As a young man, circa 1865, McCulloch travelled to Uruguay, South America where his older brothers, John and Allan, were stockmen. At age 21, he returned to Glasgow and, in 1869, formed a partnership with James Patterson, leasing a shipyard at Port Glasgow. McCulloch Patterson and Co., shipbuilders, built several vessels, including the Isabel, Vale of Doon, Loch Dee, Vale of Nith, Firth of Clyde, Maitland, and the Loch Urr, though they made a small loss on most of these vessels; the pair were eventually forced to file for bankruptcy in February 1871.

==Sheep farming in Australia==

In May 1871 McCulloch sailed for Melbourne, Australia, where his cousin, Sir James McCulloch, was a prosperous merchant and politician.

About 1875, his cousin gave him a job as manager of the Mount Gipps Sheep Station in New South Wales, which extended to approximately 400,000 acres of land leased from the government. George was also given a 1/8 share in the Mount Gipps Pastoral and Mineral Company by McCulloch Sellar and Co., in which James McCulloch was a partner.

==The Broken Hill Mine==
By chance, in 1883, his boundary rider Charles Rasp discovered mineral samples on the property and pegged out a claim. McCulloch immediately held a meeting with the station hands at which they agreed to form a Syndicate of Seven, pegging out a further six blocks of mining leases which were amalgamated to form the privately owned Broken Hill Mining Company. In 1885, silver was discovered and, in order to bring in more capital for the development of the mine, the original company was floated into BHP.

A famous story tells how McCulloch played a game of cards with Alfred Cox, a visitor from England, in order to decide the price for one of his one-fourteenth shares in BHP. McCulloch was asking £150, and Cox bid £120, and it was resolved the winner of two of three games of euchre should have his price.

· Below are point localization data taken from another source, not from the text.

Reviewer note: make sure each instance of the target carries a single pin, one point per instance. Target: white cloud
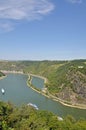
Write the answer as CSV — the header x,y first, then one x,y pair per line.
x,y
75,1
17,10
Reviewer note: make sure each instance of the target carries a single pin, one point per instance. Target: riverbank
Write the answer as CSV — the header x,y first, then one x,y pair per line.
x,y
48,95
2,77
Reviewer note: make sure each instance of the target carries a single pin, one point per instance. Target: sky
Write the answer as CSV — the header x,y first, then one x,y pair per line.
x,y
42,29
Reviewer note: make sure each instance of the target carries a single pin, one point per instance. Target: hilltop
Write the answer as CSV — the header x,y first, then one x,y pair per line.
x,y
65,79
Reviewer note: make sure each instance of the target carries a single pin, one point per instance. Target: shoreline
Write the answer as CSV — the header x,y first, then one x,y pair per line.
x,y
50,96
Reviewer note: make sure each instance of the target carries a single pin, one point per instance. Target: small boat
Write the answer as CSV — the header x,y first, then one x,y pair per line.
x,y
3,91
33,105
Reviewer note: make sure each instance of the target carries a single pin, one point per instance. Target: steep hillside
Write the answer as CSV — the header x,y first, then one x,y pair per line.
x,y
68,82
66,79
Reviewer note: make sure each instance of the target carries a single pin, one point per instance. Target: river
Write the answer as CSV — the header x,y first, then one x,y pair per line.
x,y
17,92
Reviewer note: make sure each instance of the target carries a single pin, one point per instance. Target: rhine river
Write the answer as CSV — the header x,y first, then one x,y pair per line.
x,y
17,92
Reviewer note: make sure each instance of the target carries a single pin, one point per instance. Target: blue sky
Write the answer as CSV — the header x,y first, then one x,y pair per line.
x,y
42,29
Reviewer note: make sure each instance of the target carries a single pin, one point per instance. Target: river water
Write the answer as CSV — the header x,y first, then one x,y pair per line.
x,y
17,92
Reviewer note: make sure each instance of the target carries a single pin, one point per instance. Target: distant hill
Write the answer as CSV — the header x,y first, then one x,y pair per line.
x,y
66,79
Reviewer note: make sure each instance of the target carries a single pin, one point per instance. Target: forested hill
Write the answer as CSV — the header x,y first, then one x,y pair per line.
x,y
2,74
66,79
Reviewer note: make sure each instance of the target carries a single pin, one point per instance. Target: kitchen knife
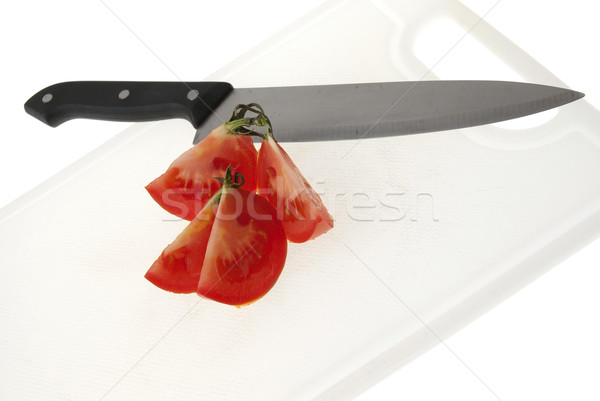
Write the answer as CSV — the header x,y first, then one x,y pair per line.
x,y
304,113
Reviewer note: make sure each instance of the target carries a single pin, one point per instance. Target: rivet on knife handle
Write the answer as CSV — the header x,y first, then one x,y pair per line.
x,y
127,101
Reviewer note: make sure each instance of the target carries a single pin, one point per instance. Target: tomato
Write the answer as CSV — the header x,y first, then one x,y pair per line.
x,y
232,252
300,208
189,182
170,271
246,250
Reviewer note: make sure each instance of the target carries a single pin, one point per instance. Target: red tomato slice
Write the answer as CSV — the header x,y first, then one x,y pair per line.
x,y
174,270
299,207
189,182
246,250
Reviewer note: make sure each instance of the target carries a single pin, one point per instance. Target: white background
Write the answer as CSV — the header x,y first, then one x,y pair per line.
x,y
540,344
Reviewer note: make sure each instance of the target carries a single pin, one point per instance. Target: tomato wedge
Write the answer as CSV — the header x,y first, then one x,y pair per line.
x,y
172,270
300,208
189,182
246,250
232,252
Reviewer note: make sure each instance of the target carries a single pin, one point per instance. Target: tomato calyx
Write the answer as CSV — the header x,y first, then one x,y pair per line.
x,y
242,125
230,180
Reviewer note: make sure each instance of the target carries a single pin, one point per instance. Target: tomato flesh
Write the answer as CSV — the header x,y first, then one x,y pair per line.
x,y
175,269
246,251
300,208
189,182
232,252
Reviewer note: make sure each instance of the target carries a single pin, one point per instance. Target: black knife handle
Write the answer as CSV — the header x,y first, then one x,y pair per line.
x,y
127,101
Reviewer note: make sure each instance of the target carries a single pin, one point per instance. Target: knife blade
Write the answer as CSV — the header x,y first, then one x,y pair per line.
x,y
304,113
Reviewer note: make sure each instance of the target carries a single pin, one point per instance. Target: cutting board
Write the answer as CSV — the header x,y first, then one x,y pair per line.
x,y
430,232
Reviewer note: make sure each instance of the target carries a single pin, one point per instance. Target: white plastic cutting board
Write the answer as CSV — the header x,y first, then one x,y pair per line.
x,y
431,230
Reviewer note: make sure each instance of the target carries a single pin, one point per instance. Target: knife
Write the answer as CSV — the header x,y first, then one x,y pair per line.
x,y
304,113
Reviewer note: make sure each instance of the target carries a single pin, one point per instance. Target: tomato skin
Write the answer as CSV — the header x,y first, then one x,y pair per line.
x,y
189,182
176,269
300,208
246,251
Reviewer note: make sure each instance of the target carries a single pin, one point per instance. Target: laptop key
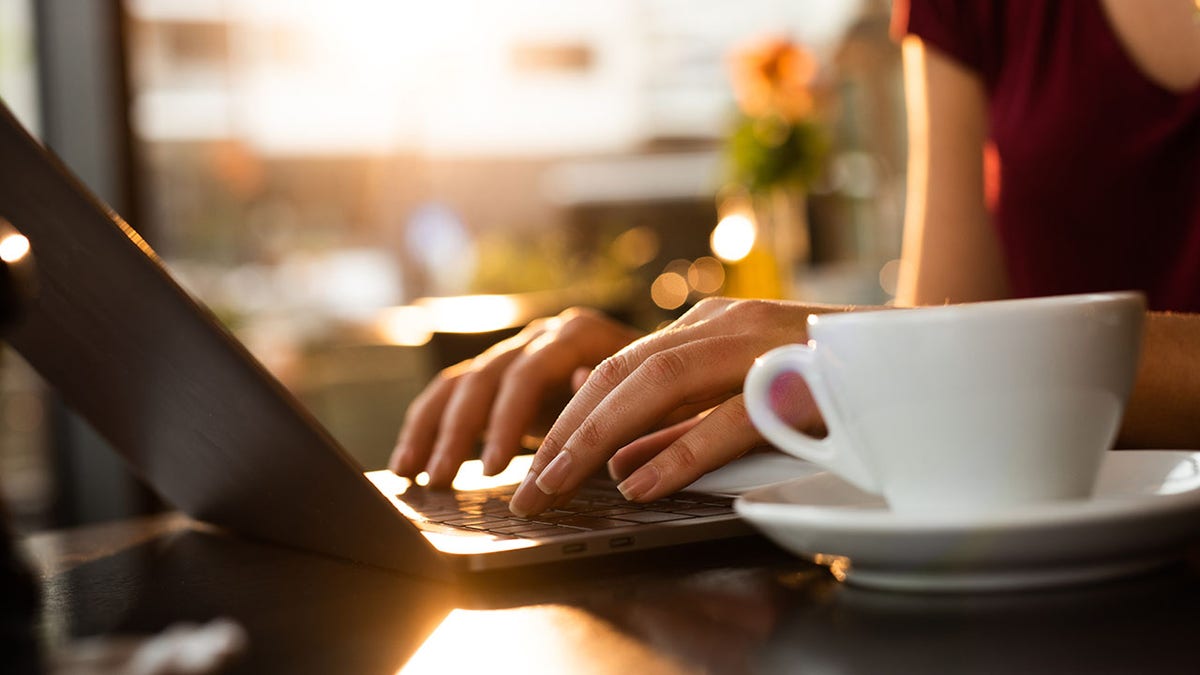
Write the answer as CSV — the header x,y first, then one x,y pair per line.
x,y
652,517
591,523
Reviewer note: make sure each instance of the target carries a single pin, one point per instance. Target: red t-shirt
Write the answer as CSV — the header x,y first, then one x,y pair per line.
x,y
1098,166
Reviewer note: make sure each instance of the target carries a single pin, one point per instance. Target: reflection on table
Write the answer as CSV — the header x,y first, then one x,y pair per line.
x,y
735,608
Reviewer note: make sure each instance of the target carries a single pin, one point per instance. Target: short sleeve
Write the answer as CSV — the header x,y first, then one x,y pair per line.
x,y
965,30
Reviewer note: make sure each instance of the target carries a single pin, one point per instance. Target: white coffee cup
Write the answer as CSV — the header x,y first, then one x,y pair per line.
x,y
963,408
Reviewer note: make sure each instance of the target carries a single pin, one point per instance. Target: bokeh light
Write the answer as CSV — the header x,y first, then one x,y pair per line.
x,y
636,246
733,238
13,248
706,275
670,290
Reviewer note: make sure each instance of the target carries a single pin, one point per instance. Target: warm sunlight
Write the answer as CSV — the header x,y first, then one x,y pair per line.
x,y
13,248
533,639
733,238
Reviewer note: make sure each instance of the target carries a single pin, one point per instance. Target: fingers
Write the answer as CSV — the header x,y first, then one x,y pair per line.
x,y
721,436
549,363
631,457
623,398
502,392
420,428
443,424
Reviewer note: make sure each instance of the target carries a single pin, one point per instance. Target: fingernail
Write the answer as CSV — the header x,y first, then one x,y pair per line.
x,y
403,463
613,473
491,459
640,483
441,472
553,476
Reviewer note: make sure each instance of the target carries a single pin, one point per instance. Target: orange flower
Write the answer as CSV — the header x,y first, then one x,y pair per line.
x,y
774,77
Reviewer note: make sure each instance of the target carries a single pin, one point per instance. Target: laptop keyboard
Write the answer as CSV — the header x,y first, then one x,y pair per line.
x,y
593,508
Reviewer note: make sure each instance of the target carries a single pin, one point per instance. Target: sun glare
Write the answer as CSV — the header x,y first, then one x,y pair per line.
x,y
733,238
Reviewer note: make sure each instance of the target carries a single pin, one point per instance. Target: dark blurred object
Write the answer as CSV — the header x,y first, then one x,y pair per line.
x,y
18,589
16,274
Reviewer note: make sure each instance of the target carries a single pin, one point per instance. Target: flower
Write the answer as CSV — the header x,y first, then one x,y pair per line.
x,y
774,78
777,139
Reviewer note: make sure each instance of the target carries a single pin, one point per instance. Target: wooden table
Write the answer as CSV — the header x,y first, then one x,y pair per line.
x,y
737,608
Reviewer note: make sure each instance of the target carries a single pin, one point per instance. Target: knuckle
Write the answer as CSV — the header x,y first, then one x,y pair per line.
x,y
612,370
591,432
682,458
664,368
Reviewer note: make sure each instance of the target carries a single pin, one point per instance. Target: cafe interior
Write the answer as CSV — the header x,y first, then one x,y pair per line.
x,y
365,192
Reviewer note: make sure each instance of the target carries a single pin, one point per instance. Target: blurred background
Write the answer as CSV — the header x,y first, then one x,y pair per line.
x,y
366,191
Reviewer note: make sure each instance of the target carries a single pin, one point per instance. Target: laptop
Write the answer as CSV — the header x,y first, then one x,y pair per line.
x,y
203,423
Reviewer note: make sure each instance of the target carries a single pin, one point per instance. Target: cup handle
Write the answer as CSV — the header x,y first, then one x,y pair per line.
x,y
831,452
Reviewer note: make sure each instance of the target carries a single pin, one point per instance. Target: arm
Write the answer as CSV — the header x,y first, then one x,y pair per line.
x,y
951,251
1164,408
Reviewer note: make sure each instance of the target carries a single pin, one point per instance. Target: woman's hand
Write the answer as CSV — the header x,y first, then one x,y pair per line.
x,y
502,392
685,382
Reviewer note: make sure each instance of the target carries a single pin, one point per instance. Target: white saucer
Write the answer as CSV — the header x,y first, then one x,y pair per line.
x,y
1145,509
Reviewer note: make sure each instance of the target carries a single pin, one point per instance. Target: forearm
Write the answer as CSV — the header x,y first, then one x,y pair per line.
x,y
1164,408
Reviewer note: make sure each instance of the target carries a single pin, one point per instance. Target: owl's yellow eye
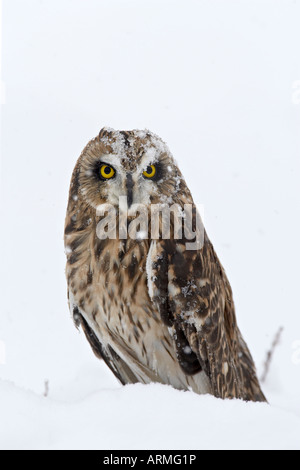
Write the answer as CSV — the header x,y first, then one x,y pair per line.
x,y
107,172
150,171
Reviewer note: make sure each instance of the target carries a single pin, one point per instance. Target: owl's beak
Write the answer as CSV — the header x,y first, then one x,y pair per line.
x,y
129,187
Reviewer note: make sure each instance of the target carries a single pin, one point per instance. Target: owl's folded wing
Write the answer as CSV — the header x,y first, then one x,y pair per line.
x,y
194,298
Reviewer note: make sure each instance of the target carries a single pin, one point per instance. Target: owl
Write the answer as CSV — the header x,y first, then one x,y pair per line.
x,y
154,308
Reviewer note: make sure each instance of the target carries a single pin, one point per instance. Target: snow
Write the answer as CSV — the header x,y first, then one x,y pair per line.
x,y
219,82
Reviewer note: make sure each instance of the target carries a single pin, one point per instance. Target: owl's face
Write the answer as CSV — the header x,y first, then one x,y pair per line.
x,y
133,164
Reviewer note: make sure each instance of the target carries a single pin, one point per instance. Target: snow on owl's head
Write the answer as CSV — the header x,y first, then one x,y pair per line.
x,y
133,164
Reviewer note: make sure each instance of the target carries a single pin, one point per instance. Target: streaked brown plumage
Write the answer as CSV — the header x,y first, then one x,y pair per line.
x,y
153,310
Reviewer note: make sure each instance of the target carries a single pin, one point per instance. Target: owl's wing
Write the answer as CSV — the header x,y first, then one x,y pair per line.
x,y
191,291
116,364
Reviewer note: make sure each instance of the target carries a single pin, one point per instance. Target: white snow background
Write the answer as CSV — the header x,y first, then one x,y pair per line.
x,y
219,81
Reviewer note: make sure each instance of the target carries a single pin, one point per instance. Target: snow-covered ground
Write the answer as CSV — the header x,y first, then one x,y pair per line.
x,y
220,82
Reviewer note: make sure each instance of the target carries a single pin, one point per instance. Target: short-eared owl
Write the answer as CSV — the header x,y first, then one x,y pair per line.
x,y
153,308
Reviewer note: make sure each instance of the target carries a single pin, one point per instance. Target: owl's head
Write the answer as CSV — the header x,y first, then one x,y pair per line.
x,y
136,164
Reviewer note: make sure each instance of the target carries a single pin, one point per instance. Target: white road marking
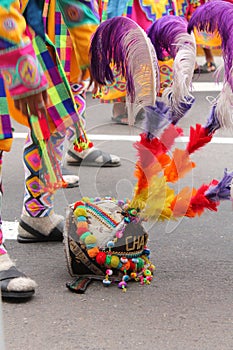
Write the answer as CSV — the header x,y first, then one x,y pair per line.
x,y
134,138
10,228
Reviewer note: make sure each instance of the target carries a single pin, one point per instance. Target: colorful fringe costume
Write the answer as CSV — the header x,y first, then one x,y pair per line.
x,y
27,69
105,238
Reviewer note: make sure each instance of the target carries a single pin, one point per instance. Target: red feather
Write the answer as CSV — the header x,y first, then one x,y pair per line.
x,y
199,202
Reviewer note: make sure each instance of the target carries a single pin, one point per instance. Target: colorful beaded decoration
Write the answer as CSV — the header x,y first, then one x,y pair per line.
x,y
138,268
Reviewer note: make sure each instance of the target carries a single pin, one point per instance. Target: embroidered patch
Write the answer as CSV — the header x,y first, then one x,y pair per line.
x,y
9,24
28,72
73,13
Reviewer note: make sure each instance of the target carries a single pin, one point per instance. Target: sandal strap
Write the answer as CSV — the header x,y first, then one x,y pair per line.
x,y
12,272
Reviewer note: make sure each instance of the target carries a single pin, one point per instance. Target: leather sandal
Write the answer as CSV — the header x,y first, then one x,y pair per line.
x,y
5,277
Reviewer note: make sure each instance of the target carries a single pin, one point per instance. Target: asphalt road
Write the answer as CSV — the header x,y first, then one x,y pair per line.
x,y
188,305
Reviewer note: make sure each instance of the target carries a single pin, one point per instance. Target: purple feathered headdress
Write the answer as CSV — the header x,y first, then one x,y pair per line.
x,y
217,16
120,42
169,34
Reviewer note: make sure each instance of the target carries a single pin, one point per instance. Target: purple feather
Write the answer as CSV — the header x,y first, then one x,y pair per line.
x,y
163,34
183,108
217,15
107,47
212,123
222,191
156,118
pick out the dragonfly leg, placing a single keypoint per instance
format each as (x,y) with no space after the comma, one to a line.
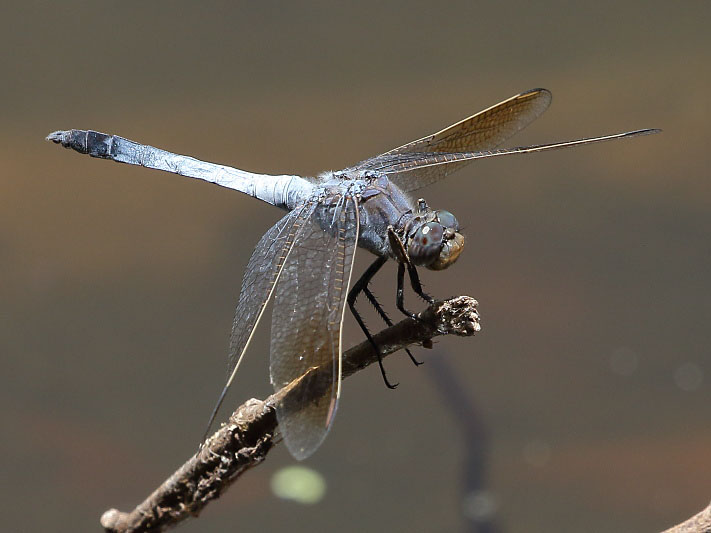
(360,286)
(375,303)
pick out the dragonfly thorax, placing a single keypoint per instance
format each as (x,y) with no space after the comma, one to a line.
(433,239)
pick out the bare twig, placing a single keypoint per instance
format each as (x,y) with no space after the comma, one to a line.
(699,523)
(244,441)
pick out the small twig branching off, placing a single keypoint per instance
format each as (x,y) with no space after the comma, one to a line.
(244,441)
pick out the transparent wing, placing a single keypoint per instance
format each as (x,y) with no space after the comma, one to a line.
(263,271)
(416,163)
(483,131)
(307,321)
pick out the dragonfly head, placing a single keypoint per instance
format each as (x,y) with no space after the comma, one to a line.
(436,242)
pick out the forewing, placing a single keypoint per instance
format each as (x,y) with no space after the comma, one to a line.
(307,321)
(484,131)
(399,164)
(263,270)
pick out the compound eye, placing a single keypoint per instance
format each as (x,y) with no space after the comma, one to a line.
(447,219)
(426,243)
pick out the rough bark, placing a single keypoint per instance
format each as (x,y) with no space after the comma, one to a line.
(251,431)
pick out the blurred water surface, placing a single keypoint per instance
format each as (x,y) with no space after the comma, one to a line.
(592,266)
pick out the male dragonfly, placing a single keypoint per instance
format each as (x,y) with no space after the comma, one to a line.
(304,262)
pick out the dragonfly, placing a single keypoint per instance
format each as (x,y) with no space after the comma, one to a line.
(304,263)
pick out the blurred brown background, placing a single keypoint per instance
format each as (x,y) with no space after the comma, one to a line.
(593,266)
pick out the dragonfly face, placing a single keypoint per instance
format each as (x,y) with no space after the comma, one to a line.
(434,240)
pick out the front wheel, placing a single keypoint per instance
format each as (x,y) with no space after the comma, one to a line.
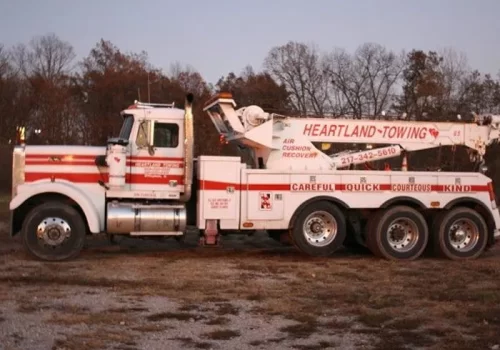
(320,229)
(460,234)
(53,231)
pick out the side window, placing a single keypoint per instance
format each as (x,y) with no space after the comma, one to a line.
(166,135)
(142,135)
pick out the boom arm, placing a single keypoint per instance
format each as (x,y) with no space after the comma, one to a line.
(267,133)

The game, played at Mount Gipps station, and witnessed by members of the syndicate, went to Cox, who thus got for £120 shares which six years later would be worth over a million.

==Art collection==

George McCulloch retired to the UK a rich man, about 1891. He married his housekeeper, Mary Agnes Mayger, the widow of an employee at Mount Gipps, in 1893, and they went to live at 184 Queens Gate, London.

Between 1893 and his death, in 1907, George became an internationally known art collector and was a patron of the artist John Singer Sargent. At the time of his death, he owned one of the finest collections of paintings by modern British artists in the world. He made it his rule not to acquire a picture unless it was painted in his own lifetime.

An authoritative, well-illustrated text book about the McCulloch collection was published in 2018 by George McCulloch's biographer, Lawrence Robert McCallum (see references).

McCulloch died in 1907, the year before his son Alexander McCulloch won a silver medal in the Single Sculls at the 1908 London Summer Olympic Regatta.

George's widow, Agnes, married the Scottish painter James Coutts Michie in 1908. In 1909, the McCulloch Collection of Modern Art was exhibited at the Royal Academy Winter Exhibition at Burlington House. The bulk of the collection was sold by auction in 1913, with many pictures being purchased by Viscount Lever.

McCulloch's house at Queens Gate was used as a British Red Cross Voluntary Aid Detachment hospital during the Great War when it became known as the Michie Hospital.

For her war work, McCulloch's widow, Agnes Coutts Michie, received the CBE in 1920. In 1928, she donated a painting of George McCulloch by artist Barnett Samuel Marks to the Broken Hill Art Gallery.